Un an plus tard, il crée une série de six croquis en couleur, Picasso et Sebastià Junyer i Vidal, relatant ses voyages de Barcelone à Paris. Encore une fois, il a représenté l'action, le changement de lieu et de temps, et a utilisé des légendes pour raconter une histoire, formant une bande dessinée. (Une œuvre beaucoup plus célèbre, la série de gravures Rêve et mensonge de Franco de 1937, est aussi sans doute une bande dessinée, avec sa composition en neuf panneaux et deux pages, l'incorporation de texte et la fantasmagorie, mais c'est plutôt une série de vignettes avec un thème partagé qu'un récit cohérent.)

Les bandes dessinées américaines, cependant, étaient autre chose. Ce n'étaient pas seulement des caricatures politiques incisives ou des parodies amusantes. Ils étaient irrévérencieux, transgressifs et expérimentaux, bouleversant les conventions à la fois artistiques et sociales. Et The Katzenjammer Kids a parlé à Picasso en particulier.

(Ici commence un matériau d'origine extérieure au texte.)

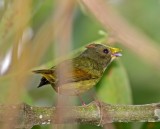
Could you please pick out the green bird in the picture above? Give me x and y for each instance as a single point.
(86, 71)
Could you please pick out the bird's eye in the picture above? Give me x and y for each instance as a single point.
(106, 51)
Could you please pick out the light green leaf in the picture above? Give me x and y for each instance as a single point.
(114, 87)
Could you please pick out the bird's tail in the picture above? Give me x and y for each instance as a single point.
(47, 75)
(44, 71)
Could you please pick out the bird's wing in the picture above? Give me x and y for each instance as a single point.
(66, 75)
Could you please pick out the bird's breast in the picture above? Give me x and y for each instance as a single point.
(76, 88)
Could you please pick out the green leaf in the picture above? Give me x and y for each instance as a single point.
(155, 125)
(114, 87)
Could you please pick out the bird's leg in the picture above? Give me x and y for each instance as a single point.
(83, 103)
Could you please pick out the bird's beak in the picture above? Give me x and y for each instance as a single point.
(116, 52)
(91, 46)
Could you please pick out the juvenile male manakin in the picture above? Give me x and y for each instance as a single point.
(87, 70)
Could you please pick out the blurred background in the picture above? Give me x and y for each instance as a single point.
(35, 33)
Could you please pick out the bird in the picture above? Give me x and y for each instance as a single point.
(86, 71)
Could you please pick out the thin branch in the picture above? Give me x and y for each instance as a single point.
(97, 113)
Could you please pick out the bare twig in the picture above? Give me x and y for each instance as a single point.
(93, 113)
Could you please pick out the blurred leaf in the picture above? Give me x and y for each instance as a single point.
(155, 125)
(26, 98)
(123, 125)
(114, 87)
(41, 127)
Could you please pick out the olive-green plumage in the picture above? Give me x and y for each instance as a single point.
(87, 69)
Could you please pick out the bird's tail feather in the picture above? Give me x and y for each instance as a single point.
(43, 71)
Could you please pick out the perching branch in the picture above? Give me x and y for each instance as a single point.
(97, 113)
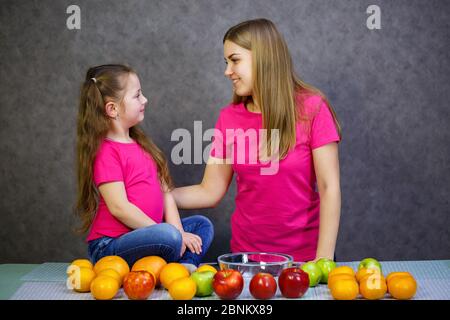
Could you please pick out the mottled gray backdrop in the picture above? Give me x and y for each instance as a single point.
(389, 87)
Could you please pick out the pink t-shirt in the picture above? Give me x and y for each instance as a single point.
(127, 162)
(277, 212)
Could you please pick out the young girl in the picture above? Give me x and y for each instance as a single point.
(123, 178)
(279, 212)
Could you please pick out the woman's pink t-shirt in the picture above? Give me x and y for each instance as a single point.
(129, 163)
(277, 212)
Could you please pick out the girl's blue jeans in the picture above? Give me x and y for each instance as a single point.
(161, 239)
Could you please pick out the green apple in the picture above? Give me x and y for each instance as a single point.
(369, 263)
(325, 265)
(313, 271)
(203, 280)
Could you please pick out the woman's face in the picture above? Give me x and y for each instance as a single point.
(239, 68)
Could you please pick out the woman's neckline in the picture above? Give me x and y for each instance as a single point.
(251, 112)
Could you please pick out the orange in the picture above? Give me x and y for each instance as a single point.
(182, 289)
(366, 271)
(338, 277)
(153, 264)
(373, 286)
(206, 267)
(340, 270)
(345, 289)
(402, 287)
(172, 271)
(111, 273)
(104, 287)
(82, 263)
(80, 279)
(112, 262)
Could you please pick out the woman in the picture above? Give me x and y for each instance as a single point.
(279, 211)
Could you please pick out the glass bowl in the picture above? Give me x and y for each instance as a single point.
(250, 263)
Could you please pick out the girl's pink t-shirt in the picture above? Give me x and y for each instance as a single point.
(129, 163)
(276, 212)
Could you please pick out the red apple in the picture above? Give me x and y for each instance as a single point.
(263, 286)
(293, 282)
(138, 285)
(228, 284)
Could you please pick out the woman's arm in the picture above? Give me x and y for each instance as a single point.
(326, 165)
(210, 191)
(117, 202)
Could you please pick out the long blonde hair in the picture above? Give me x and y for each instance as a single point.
(276, 87)
(103, 84)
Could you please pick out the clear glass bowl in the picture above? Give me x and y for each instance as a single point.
(251, 263)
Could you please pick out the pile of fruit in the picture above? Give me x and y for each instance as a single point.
(109, 274)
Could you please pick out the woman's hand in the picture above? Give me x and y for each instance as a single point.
(191, 241)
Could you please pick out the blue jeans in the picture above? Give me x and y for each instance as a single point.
(161, 239)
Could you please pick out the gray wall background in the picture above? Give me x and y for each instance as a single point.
(389, 87)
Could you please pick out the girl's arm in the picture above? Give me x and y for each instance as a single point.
(326, 165)
(210, 191)
(117, 202)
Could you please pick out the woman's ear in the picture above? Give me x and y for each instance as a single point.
(111, 110)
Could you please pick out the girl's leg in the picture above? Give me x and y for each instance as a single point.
(162, 240)
(202, 227)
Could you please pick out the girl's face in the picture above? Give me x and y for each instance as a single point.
(239, 68)
(134, 103)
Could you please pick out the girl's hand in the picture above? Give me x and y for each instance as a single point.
(192, 241)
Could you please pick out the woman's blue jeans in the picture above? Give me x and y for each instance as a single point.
(161, 239)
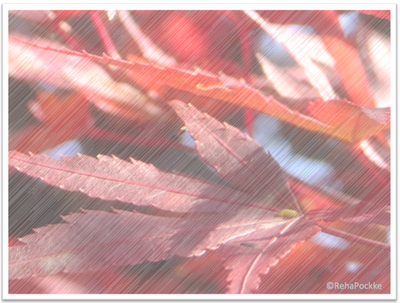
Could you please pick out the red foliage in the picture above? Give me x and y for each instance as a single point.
(230, 219)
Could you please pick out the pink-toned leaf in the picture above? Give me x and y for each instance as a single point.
(97, 240)
(352, 121)
(80, 74)
(149, 49)
(236, 157)
(110, 178)
(253, 259)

Dans son Autobiographie d'Alice B. Toklas de 1933, Stein raconte avoir encouragé Picasso avec un paquet de journaux : « Il les ouvrit, c'était le supplément du dimanche des journaux américains, c'étaient les enfants de Katzenjammer. Oh oui, Oh oui, dit-il. , le visage plein de satisfaction, merci merci Gertrude."

À une autre occasion, lors de l'une des nombreuses ruptures de Picasso avec l'amante de longue date et muse Fernande Olivier (sa sculpture de 1909 d'elle, Tête de femme (Fernande), est un excellent exemple de la multidimensionnalité du cubisme, même dans un médium tridimensionnel), Stein a visité elle après avoir vu Picasso.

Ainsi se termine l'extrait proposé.